The riots in New Caledonia, a French territory lying between Australia and Fiji, were sparked by moves to agree a new voting law that supporters of independence from France say discriminates against the indigenous Kanak population.

Paris points to the sudden emergence of Azerbaijani flags alongside Kanak symbols in the protests, while a group linked to the Baku authorities is openly backing separatists while condemning Paris.

“This isn’t a fantasy. It’s a reality,” interior minister Gérald Darmanin told television channel France 2 when asked if Azerbaijan, China and Russia were interfering in New Caledonia.

“I regret that some of the Caledonian pro-independence leaders have made a deal with Azerbaijan. It’s indisputable,” he alleged.

But he added: “Even if there are attempts at interference… France is sovereign on its own territory, and so much the better”.

“We completely reject the baseless accusations,” Azerbaijan’s foreign ministry spokesman Ayhan Hajizadeh said.

“We refute any connection between the leaders of the struggle for freedom in Caledonia and Azerbaijan.”

In images widely shared on social media, a reportage broadcast Wednesday on the French channel TF1 showed some pro-independence supporters wearing T-shirts adorned with the Azerbaijani flag.

Tensions between Paris and Baku have grown in the wake of the 2020 war and 2023 lightning offensive that Azerbaijan waged to regain control of its breakaway Nagorno-Karabakh region from ethnic Armenian separatists.

France is a traditional ally of Christian Armenia, Azerbaijan’s neighbour and historic rival, and is also home to a large Armenian diaspora.

Darmanin said Azerbaijan – led since 2003 by President Ilham Aliyev, who succeeded his father Heydar – was a “dictatorship”.

On Wednesday, the Paris government also banned social network TikTok from operating in New Caledonia.

Tiktok, whose parent company is Chinese, has been widely used by protesters. Critics fear it is being employed to spread disinformation coming from foreign countries.

Azerbaijan invited separatists from the French territories of Martinique, French Guiana, New Caledonia and French Polynesia to Baku for a conference in July 2023.

The meeting saw the creation of the “Baku Initiative Group”, whose stated aim is to support “French liberation and anti-colonialist movements”.

The group published a statement this week condemning the French parliament’s proposed change to New Caledonia’s constitution, which would allow outsiders who moved to the territory at least 10 years ago the right to vote in its elections.

Pro-independence forces say that would dilute the vote of Kanaks, who make up about 40 percent of the population.

“We stand in solidarity with our Kanak friends and support their fair struggle,” the Baku Initiative Group said.
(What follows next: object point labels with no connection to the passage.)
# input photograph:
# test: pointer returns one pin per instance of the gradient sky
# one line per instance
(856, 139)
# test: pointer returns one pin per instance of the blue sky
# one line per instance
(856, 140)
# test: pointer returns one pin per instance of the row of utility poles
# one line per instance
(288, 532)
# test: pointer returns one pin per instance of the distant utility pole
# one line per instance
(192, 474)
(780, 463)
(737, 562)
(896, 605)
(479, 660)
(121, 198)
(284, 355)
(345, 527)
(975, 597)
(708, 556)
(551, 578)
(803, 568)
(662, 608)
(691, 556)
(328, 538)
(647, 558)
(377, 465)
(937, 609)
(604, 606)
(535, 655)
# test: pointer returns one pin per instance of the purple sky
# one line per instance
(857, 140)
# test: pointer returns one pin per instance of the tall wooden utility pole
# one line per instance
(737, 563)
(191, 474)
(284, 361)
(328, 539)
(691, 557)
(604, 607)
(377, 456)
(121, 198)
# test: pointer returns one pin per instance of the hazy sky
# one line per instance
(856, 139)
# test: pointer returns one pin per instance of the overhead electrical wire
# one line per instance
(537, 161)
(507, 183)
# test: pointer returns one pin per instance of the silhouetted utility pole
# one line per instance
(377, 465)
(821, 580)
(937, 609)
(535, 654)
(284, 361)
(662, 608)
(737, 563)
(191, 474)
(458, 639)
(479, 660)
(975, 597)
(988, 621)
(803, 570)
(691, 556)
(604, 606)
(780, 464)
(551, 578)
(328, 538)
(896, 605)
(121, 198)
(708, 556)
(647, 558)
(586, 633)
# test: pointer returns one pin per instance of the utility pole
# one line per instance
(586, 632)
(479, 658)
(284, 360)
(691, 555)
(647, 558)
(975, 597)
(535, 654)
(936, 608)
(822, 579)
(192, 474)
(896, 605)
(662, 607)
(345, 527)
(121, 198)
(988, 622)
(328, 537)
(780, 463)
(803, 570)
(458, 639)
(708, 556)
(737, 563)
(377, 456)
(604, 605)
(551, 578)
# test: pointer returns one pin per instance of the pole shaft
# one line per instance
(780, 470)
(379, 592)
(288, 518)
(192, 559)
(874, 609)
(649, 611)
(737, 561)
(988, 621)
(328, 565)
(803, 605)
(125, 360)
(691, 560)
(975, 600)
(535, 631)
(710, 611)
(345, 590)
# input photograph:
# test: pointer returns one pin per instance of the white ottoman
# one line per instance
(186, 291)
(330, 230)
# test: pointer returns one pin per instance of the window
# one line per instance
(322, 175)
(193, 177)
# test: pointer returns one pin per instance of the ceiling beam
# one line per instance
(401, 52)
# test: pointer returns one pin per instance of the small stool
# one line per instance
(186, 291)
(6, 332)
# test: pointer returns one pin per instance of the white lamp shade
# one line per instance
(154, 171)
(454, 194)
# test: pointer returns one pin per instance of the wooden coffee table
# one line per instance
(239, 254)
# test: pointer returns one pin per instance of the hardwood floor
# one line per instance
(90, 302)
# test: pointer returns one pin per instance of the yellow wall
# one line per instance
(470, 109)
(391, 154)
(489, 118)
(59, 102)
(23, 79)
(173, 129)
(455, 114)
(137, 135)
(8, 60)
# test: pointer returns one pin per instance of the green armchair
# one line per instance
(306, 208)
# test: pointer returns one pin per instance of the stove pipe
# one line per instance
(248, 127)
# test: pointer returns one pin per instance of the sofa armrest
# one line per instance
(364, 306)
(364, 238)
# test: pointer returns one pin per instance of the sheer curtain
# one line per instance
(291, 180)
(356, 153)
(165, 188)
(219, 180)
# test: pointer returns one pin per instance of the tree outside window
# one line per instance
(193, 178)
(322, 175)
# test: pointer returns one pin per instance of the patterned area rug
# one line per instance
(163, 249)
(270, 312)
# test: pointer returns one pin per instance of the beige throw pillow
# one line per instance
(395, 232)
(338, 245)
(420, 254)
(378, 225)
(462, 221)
Raphael Glucksmann, the lawmaker heading the list for the French Socialists in June’s European Parliament elections, told Public Senat television that Azerbaijan had made “attempts to interfere… for months”.

He said the underlying problem behind the unrest was a domestic dispute over election reform, not agitation fomented by “foreign actors”.

But he accused Azerbaijan of “seizing on internal problems.”

A French government source, who asked not to be named, said pro-Azerbaijani social media accounts had on Wednesday posted an edited montage purporting to show two white police officers with rifles aimed at dead Kanaks.

“It’s a pretty massive campaign, with around 4,000 posts generated by (these) accounts,” the source told AFP.

“They are reusing techniques already used during a previous smear campaign called Olympia.”

In November, France had already accused actors linked to Azerbaijan of carrying out a disinformation campaign aimed at damaging its reputation over its ability to host the Olympic Games in Paris. Baku also rejected these accusations.